O primeiro Missal Romano impresso é datado de 06 de Dezembro de 1474. Ele foi feito em Milão. É quase uma reprodução idêntica do missal publicado sob Nicolau III em 1277. A técnica de impressão seria um novo elemento estabilizador do missal da Cúria e permitiria uma difusão ainda mais ampla.
Entretanto, certos abusos litúrgicos, cometidos por ignorância, mas também afetados pela influência da Reforma Protestante, que introduzira um espírito de exame livre mesmo no clero fiel remanescente, requereriam uma clarificação disciplinar. Esse seria o papel do Concílio de Trento (1545-1563).

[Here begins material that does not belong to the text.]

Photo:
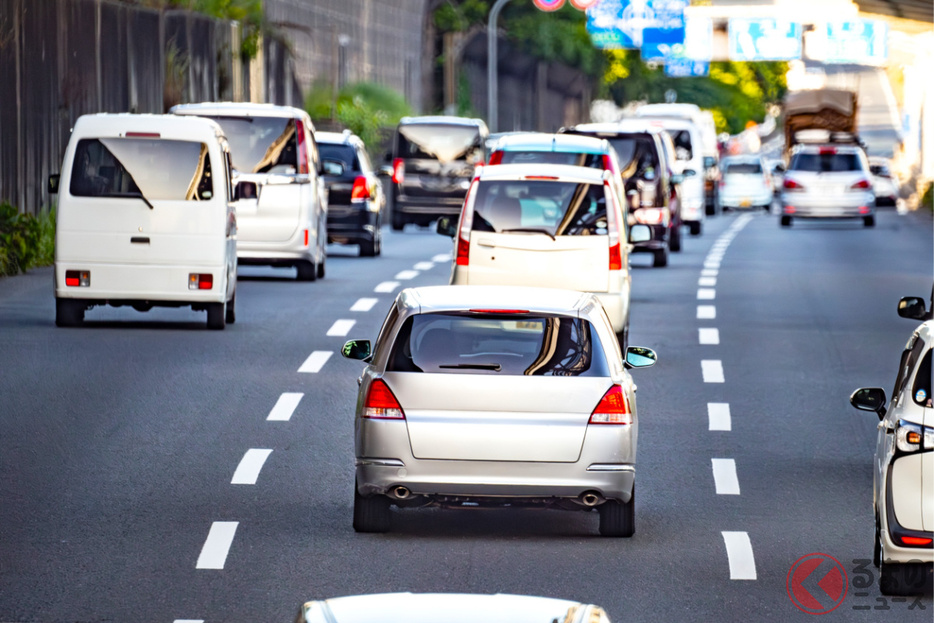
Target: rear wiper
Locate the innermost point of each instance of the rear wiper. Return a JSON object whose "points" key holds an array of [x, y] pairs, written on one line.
{"points": [[495, 367], [531, 230]]}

Esse Concílio, que havia posto o objetivo de lutar contra a heresia Protestante e que promulgou numerosos decretos dogmáticos, também publicou importantes decretos disciplinares.
Os decretos dogmáticos de 17 de Setembro de 1562 sobre o Santo Sacrifício da Missa, realizados durante a XXII sessão, a qual é associado o decreto Sobre o Índex de Livros; bem como os decretos sobre o Catecismo, Breviário, e Missal, da XXV sessão (04 de Dezembro de 1563), estão na origem da codificação da Liturgia Tridentina.
O Concílio de Trento preparou a revisão dos livros litúrgicos, mas não pôde terminar os trabalhos, não tendo presentes no local os documentos necessários. Essa é a razão do porquê foi confiado ao Papa o cumprimento dessa tarefa. A solenidade dessa assembléia, e a reafirmação dos grandes dogmas sobre o sacramento da Eucaristia e do Santo Sacrifício da Missa, dariam um brilho particular a essa revisão.
O trabalho não consistia em compor um ‘novo missal’, como fizeram os autores do missal de Paulo VI, sob o pretexto de recuperar formas antigas que haviam desaparecido, devido a certo “antiquarianismo em matéria litúrgica” denunciado por Pio XII na Mediator Dei (1947). Os trabalhos de São Pio V consistiram em retornar à tradição estabelecendo a melhor edição possível do missal Romano por comparação de fontes. Ele se contentou em suprimir algumas missas votivas, e restaurar a celebração dominical que tendia a ser deixada de lado em favor de dias de festa. Aliás, essa restauração das celebrações dominicais seria retomada pela reforma de São Pio X.
O Papa dominicano tornou o missal que ele publicou mandatório em todas as igrejas que não podiam provar a existência de mais de 200 anos de suas liturgias. A maioria dos bispos e capítulos aceitaram o Missal tridentino, ainda que pudessem estabelecer a antiguidade suficiente de seus próprios textos e usos litúrgicos. O “Missal de São Pio V” tornou-se, então, de uso geral. Entretanto, muitos ritos particulares permaneceram, fonte esta de futura confusão. O missal foi publicado em 1570.
Essa revisão também especificou as rubricas descrevendo todas as cerimônias a serem realizadas durante a Missa. Esse esclarecimento foi confiado à Congregação dos Ritos, que tornou-se a guardiã do missal e forneceu respostas valiosas e muitos esclarecimentos por quatro séculos. Essa codificação das rubricas, que ainda são a grande contribuição para o missal Tridentino, contribuiriam para a romanização de toda a Liturgia Latina.
Finalmente, a difusão dos cadernos explicando os gestos litúrgicos a serem usados, baseados na prática da Cúria, espalhou o espírito Romano por todo o mundo Latino.
O trabalho do Concílio de Trento foi completado com a promulgação das revisões de todos os livros litúrgicos entre 1568 e 1614 – o breviário, o missal, o Martirológio, o pontifical, o cerimonial e ritual dos bispos, todos Romanos – que ofereciam um acesso fácil à lei litúrgica sob todas as suas formas.